With D-65, you don't use any ingestion software. However, ImageIngester would help, as it avoids the problem that causes D-65 to want to rename the DCIM (to avoid overwriting a folder on the hard drive), it makes backups automatically, it can automatically provide bulk metadata, and it can rename the files, although it can't put them into folders the D-65 way. (Not yet, anyway... I'm still thinking about how to do this.) Also, you can ask ImageIngester to use DNG Converter to verify your raws, even if you don't also want to convert them to DNGs.
All that aside, the fundamental difference between the D-65 and DAM workflows is that D-65 relies on the folder structure to find things, whereas the DAM workflow calls for a cataloging program (iView is featured in the book). One could think of this as physical organization vs. virtual organization.
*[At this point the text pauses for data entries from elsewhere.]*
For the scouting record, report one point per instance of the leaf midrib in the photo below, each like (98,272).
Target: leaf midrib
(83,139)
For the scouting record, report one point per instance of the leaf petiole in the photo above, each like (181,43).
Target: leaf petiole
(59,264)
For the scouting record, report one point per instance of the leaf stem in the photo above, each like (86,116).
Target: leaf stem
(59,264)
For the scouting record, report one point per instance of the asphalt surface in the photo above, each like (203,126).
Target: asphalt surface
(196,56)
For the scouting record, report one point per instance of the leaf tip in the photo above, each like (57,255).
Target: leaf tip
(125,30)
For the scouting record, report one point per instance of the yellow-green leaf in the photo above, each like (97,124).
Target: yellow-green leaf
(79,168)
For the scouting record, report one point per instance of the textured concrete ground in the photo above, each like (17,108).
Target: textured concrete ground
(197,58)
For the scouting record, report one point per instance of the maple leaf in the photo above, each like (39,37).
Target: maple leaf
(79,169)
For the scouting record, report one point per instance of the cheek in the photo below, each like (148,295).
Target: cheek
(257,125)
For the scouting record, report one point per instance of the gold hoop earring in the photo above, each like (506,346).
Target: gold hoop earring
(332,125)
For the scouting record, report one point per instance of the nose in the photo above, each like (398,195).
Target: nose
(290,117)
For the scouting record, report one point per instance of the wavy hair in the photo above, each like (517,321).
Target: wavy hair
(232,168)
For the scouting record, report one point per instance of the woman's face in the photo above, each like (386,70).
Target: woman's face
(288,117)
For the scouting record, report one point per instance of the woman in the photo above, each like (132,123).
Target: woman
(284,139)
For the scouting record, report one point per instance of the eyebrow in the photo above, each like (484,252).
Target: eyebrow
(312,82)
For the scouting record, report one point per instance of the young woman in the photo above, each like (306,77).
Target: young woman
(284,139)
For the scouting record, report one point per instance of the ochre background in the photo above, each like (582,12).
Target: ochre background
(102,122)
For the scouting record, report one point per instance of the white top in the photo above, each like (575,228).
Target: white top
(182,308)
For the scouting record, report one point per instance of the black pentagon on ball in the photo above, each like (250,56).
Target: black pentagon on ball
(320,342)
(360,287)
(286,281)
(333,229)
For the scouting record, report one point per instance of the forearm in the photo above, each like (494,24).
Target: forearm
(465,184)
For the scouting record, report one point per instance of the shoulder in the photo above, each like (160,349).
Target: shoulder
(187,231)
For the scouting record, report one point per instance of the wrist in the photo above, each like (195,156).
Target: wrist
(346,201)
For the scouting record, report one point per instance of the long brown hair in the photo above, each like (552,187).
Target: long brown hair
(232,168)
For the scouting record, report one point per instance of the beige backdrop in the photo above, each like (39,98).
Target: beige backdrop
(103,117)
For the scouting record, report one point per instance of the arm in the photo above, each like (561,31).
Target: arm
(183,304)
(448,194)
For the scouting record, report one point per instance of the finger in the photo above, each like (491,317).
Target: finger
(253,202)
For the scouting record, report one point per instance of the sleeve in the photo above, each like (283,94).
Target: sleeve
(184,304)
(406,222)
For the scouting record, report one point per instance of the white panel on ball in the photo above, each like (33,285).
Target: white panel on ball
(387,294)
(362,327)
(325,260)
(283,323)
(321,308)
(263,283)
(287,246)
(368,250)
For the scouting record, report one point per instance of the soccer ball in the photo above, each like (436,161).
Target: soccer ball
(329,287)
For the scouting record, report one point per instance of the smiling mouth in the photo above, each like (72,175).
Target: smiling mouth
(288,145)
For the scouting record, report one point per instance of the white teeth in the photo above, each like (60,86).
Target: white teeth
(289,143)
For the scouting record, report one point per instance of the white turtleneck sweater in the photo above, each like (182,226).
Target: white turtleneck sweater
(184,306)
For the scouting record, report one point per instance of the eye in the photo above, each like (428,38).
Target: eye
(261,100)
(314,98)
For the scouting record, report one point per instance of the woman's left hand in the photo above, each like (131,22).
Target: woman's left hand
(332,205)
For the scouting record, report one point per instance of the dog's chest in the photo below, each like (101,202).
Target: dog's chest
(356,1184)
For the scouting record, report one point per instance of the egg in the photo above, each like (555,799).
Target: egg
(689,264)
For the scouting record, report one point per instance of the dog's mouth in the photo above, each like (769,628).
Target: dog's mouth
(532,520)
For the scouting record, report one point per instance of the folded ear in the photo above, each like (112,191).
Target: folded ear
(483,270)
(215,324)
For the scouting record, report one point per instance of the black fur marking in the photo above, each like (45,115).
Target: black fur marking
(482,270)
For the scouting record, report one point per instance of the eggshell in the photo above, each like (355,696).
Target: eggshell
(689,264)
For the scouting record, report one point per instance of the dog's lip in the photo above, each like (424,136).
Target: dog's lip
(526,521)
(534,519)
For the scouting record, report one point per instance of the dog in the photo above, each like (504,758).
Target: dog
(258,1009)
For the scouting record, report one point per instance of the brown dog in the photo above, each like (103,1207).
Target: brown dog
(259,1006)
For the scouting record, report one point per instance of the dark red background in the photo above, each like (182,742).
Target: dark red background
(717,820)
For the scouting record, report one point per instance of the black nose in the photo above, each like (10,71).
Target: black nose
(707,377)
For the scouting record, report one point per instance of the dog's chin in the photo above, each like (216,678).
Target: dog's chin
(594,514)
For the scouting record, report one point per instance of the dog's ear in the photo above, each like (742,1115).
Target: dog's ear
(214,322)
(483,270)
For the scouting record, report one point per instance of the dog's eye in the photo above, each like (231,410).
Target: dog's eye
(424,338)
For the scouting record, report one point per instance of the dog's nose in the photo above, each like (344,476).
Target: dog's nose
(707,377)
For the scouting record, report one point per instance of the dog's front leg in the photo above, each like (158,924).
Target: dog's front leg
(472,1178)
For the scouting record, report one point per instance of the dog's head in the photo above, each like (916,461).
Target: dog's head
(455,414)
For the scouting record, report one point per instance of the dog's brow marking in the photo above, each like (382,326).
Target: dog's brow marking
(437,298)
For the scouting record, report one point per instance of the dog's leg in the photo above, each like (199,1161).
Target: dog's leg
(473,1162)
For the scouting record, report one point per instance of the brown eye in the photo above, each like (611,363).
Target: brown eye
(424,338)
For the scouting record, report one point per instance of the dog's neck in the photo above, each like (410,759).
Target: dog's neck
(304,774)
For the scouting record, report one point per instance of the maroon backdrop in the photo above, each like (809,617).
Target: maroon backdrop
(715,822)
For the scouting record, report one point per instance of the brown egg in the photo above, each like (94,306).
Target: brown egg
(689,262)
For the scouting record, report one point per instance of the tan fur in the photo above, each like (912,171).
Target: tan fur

With D-65, you would put files for a job in a job folder, with subfolders named, for example, 20050401_clientx_raw, 20050401_clientx_psd, 20050401_clientx_jpg, 20050401_clientx_webgallery, and 20050401_clientx_dng.
Within those folders, D-65 suggests putting more description in the file names themselves, such as date, client name, version, whether black and white, and so on. With a cataloging program, one would care much less about the name itself, since client, version, black and white and other properties could be handled with keywords or catalog sets.
DAM and D-65 are similar in that they emphasize a raw workflow, using Bridge right after ingestion, and then converting the initial Camera Raw results to DNG. I'm sure some details are different, but I didn't read that part of the D-65 document that carefully, as my own (decidedly low-volume) workflow is different (http://basepath.com/ImageIngester/simplified.php
If you don't want to use a cataloging program, relying instead on a physical organization and Bridge to find things, the D-65 workflow may be OK, although I'm not sure you need their PDF to figure out what to do, as all the important principles are in The DAM Book, and I just revealed the naming scheme. (I know nothing about their workshops.)
I bought the D-65 PDF to learn about their folder and naming scheme, since I've had so many requests to make that part of ImageIngester more flexible. (Silly me, I thought everyone would just do it Peter's way, and then I'd be set.) I'm not even close to figuring out how to give everyone what they want, or even if I want to try, but I'm working on it.